Mina, a recluse who dwells far away on craggy rocks and to whom I sent Master Henry of Breda, is the twenty-third.

Honorius, who dwells in the sea upon a rough rock, is the twenty-fourth, to whom I sent a monk who often used to visit me.

A virgin from Cologne, called Verlana is the twenty-fifth. She also used to come often to me in spirit and also to send me spirits, angels, seraphim, saints and people.

The twenty-sixth, a woman from Cologne, called Oda, also used to come to see me.

A beguine called Helsewent, who lived near Vilvoorde, is twenty-seven. She died singing.

Hildegard, who saw all the visions, is the twenty-eighth.

A beguine whom Master Robbaert put to death on account of her true love is the twenty-ninth.

Among the still living [perfect] there dwell seven as hermits on the walls of Jerusalem, and three live in the city. The latter are women: two virgins and a third who was a sinful woman and had herself enclosed in a wall.

In Thuringia, there are five living: two men and three women.

In Brabant alone, there are eleven: three men, six maidens, and two widows.

In England, there are nine: five hermits, two recluses, and two virgins.

In Flanders, there are five: three beguines and two nuns.

In Zeeland, six: a priest, two beguines, a recluse in Middelburg and a very powerful widow. The sixth is an unknown man.

In Holland there is a defrocked priest who is very enlightened.

In Friesland, there is also a priest.

A preacher from Zeeland, but who lives in Denmark.

In the land of Loon are living three who are nuns.

I also have a friend who lives in Bohemia; she is a recluse.

In Paris there is a forgotten Master [of the schools] who lives alone in a little cell. He knows more about me than I know about myself, as far as goodness is concerned.

There in the neighborhood lives a woman in an enclosure. Her name is Geremina and is so perfect that I know absolutely no one better.

On the other side of the Rhine there are two people who are managing to be so hidden that the one virgin will not communicate to the other what she has seen about her and with her in the Spirit of God. They do not want to say "love" before God, even though love shines through all their members and enlightens them. They also do not dare to call each other "dear" either interiorly in spirit or [outwardly] with their mouths. Nevertheless, they are "Jacob," who gazed at God. He has loved them through and through, as He is their God and Dear One, just as He is and shall be for us.

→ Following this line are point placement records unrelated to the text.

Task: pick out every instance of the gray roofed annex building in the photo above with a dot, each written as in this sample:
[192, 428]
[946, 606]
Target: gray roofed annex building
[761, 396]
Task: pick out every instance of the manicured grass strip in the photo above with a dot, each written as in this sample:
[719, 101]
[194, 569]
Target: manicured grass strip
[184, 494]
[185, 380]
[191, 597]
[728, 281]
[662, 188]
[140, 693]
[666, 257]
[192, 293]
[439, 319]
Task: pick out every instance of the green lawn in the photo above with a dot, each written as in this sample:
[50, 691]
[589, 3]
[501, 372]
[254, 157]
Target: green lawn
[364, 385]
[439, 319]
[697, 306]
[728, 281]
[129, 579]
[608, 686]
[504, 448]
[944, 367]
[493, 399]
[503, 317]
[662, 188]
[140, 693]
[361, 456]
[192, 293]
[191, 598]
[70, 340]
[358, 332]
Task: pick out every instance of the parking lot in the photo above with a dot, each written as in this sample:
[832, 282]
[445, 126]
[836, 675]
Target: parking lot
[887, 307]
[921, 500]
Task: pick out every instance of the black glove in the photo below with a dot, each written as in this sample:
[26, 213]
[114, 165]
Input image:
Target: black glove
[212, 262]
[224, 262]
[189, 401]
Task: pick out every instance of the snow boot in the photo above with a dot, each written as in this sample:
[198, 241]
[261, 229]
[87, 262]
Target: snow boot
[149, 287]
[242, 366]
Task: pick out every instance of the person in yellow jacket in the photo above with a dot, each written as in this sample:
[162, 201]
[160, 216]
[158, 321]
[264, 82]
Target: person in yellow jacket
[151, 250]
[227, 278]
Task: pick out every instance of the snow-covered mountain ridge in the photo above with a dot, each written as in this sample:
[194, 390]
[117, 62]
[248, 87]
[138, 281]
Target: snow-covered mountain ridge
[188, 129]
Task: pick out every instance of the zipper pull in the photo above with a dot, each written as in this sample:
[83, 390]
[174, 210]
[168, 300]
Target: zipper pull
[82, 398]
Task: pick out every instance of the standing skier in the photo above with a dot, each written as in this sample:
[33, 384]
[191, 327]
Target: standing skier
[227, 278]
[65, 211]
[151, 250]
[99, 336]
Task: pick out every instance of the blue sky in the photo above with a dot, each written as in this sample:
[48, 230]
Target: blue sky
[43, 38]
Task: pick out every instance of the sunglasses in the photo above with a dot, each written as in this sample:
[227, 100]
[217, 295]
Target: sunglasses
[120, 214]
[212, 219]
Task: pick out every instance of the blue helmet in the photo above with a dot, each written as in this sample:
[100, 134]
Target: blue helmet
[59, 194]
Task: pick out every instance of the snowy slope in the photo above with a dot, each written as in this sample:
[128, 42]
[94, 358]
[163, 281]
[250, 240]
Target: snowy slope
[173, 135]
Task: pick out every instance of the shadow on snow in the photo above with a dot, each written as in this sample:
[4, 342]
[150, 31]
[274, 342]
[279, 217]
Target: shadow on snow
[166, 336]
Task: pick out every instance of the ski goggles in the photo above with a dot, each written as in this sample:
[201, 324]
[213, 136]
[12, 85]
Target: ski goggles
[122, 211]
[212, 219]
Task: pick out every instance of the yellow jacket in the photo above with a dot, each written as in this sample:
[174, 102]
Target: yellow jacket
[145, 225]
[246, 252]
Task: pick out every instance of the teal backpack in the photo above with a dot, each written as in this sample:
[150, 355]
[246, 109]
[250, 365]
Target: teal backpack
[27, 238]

Among these fifty-six names are seven Johns, two Diederichs, three Claus, one Ghielis, one Boniface, one Godevaart, three Henrys, three Walters, one Robert, one Godschalk, two Sarahs, one Hadewijch, one Aleyda, three Emmas, five Margarets, two Agnes, one Agatha, one Beatrice, two Odas.

I do not know what you can make of all these people as their lives are unknown to you and in what marvelous wise they have arrived at this perfection or shall arrive at it.